[PATCH 00/28] RFC mm: Introducing the Maple Tree

From: Liam R. Howlett
Date: Thu Dec 10 2020 - 13:10:08 EST


The maple tree is an RCU-safe range based B-tree designed to use modern
processor cache efficiently. There are a number of places in the kernel that a
non-overlapping range-based tree would be beneficial, especially one with a
simple interface. The first user that is covered in this patch set is the
vm_area_struct rbtree in the mm_struct with the long term goal of reducing the
contention of the mmap_sem.

The tree has a branching factor of 10 for non-leaf nodes and 16 for leaf nodes.
With the increased branching factor, it is significantly short than the rbtree
so it has fewer cache misses. As you can see below, the performance is getting
very close even without the vmacache.

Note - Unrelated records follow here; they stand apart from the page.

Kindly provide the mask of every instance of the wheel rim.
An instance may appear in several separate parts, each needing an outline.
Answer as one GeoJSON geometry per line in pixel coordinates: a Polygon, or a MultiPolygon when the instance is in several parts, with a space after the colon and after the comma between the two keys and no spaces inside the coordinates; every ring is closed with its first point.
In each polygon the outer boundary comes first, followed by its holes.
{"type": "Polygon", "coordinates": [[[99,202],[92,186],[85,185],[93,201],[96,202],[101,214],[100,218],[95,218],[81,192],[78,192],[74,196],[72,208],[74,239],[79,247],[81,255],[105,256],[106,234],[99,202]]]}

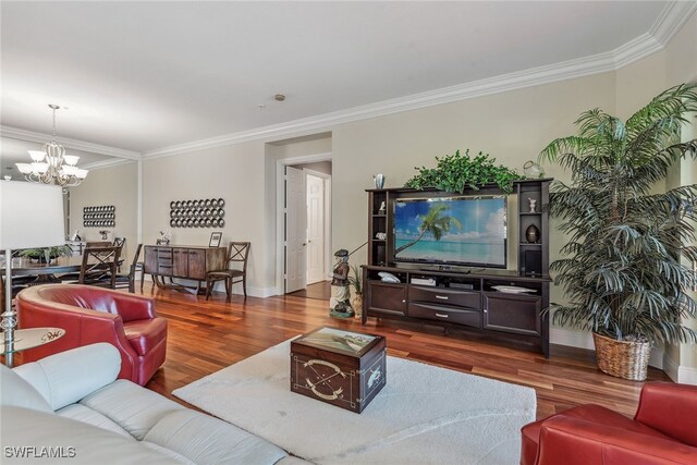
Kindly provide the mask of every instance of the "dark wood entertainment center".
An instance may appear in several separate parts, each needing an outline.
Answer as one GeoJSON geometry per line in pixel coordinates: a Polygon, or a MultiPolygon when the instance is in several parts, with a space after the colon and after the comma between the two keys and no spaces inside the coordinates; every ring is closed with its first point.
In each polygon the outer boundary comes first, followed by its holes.
{"type": "MultiPolygon", "coordinates": [[[[516,250],[517,267],[505,270],[391,262],[395,242],[395,200],[460,194],[436,189],[368,189],[368,265],[362,267],[363,325],[369,317],[420,322],[443,327],[447,332],[458,330],[522,341],[535,345],[549,357],[549,320],[542,310],[549,306],[551,282],[547,212],[551,181],[515,182],[509,199],[517,198],[517,224],[511,234],[509,215],[508,238],[516,243],[515,247],[509,246],[509,252],[512,248],[516,250]],[[534,212],[529,208],[530,198],[536,201],[534,212]],[[530,225],[535,225],[537,235],[526,234],[530,225]],[[529,242],[530,238],[535,241],[529,242]],[[400,282],[383,282],[378,274],[380,272],[389,272],[400,282]],[[493,289],[501,285],[526,287],[534,292],[504,293],[493,289]]],[[[491,184],[478,191],[467,189],[462,195],[501,194],[503,192],[491,184]]]]}

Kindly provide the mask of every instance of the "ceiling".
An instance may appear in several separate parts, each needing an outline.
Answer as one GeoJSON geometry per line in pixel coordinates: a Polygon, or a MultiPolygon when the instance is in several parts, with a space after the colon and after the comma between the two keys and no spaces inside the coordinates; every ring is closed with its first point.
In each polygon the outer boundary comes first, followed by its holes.
{"type": "Polygon", "coordinates": [[[138,158],[607,58],[656,35],[673,7],[665,1],[3,1],[2,164],[26,158],[17,140],[36,144],[50,133],[48,103],[69,107],[57,117],[59,142],[82,148],[88,159],[83,161],[138,158]],[[278,93],[286,100],[276,101],[278,93]]]}

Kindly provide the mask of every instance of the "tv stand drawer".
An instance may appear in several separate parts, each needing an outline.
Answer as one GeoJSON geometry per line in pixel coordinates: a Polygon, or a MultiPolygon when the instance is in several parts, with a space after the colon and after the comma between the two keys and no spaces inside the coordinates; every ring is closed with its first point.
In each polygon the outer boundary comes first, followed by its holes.
{"type": "Polygon", "coordinates": [[[481,294],[479,292],[454,291],[442,287],[429,289],[409,285],[409,302],[455,305],[460,307],[480,309],[481,294]]]}
{"type": "Polygon", "coordinates": [[[411,318],[448,321],[455,325],[481,328],[481,311],[476,309],[455,309],[439,305],[409,303],[406,311],[411,318]]]}

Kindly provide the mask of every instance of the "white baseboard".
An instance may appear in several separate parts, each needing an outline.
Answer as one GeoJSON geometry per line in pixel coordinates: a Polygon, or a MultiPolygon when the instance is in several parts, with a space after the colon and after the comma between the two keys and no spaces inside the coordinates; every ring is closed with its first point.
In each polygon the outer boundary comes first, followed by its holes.
{"type": "Polygon", "coordinates": [[[697,368],[681,366],[677,368],[677,382],[697,384],[697,368]]]}
{"type": "Polygon", "coordinates": [[[568,345],[571,347],[588,348],[595,351],[592,335],[589,332],[570,331],[566,329],[550,328],[550,344],[568,345]]]}
{"type": "Polygon", "coordinates": [[[668,375],[670,379],[678,382],[677,379],[680,378],[680,365],[668,355],[665,355],[664,357],[663,371],[665,371],[665,375],[668,375]]]}

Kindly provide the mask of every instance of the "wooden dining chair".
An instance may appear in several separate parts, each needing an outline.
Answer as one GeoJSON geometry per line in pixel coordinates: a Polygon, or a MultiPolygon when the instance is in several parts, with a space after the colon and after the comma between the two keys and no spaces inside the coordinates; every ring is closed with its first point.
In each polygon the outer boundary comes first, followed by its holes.
{"type": "Polygon", "coordinates": [[[228,269],[213,270],[206,273],[206,301],[210,296],[212,286],[218,281],[225,281],[228,302],[232,295],[232,284],[242,282],[244,298],[247,298],[247,258],[249,257],[249,242],[231,242],[228,247],[228,269]],[[234,268],[231,268],[234,267],[234,268]]]}
{"type": "Polygon", "coordinates": [[[77,283],[114,289],[121,247],[111,245],[85,248],[77,283]]]}
{"type": "Polygon", "coordinates": [[[135,274],[140,272],[140,292],[143,292],[143,279],[144,279],[144,269],[143,262],[138,261],[140,257],[140,249],[143,248],[143,244],[138,244],[135,248],[135,255],[133,256],[133,261],[129,267],[127,274],[117,274],[115,289],[124,289],[127,287],[129,292],[135,293],[135,274]]]}
{"type": "MultiPolygon", "coordinates": [[[[120,257],[125,257],[125,249],[123,248],[125,244],[125,237],[114,237],[113,242],[111,243],[111,245],[113,245],[114,247],[121,247],[121,253],[119,254],[120,257]]],[[[119,273],[121,273],[121,265],[119,265],[119,273]]]]}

I am looking for ways to optimize the
vma code to make this even faster and would like input. As this tree requires
allocations to provide RCU functionality, it is worth avoiding expanding the
tree only to contract it in the next step.

This patch set is based on 5.10-rc1.

Please note that 35821 lines of this patch is the test code.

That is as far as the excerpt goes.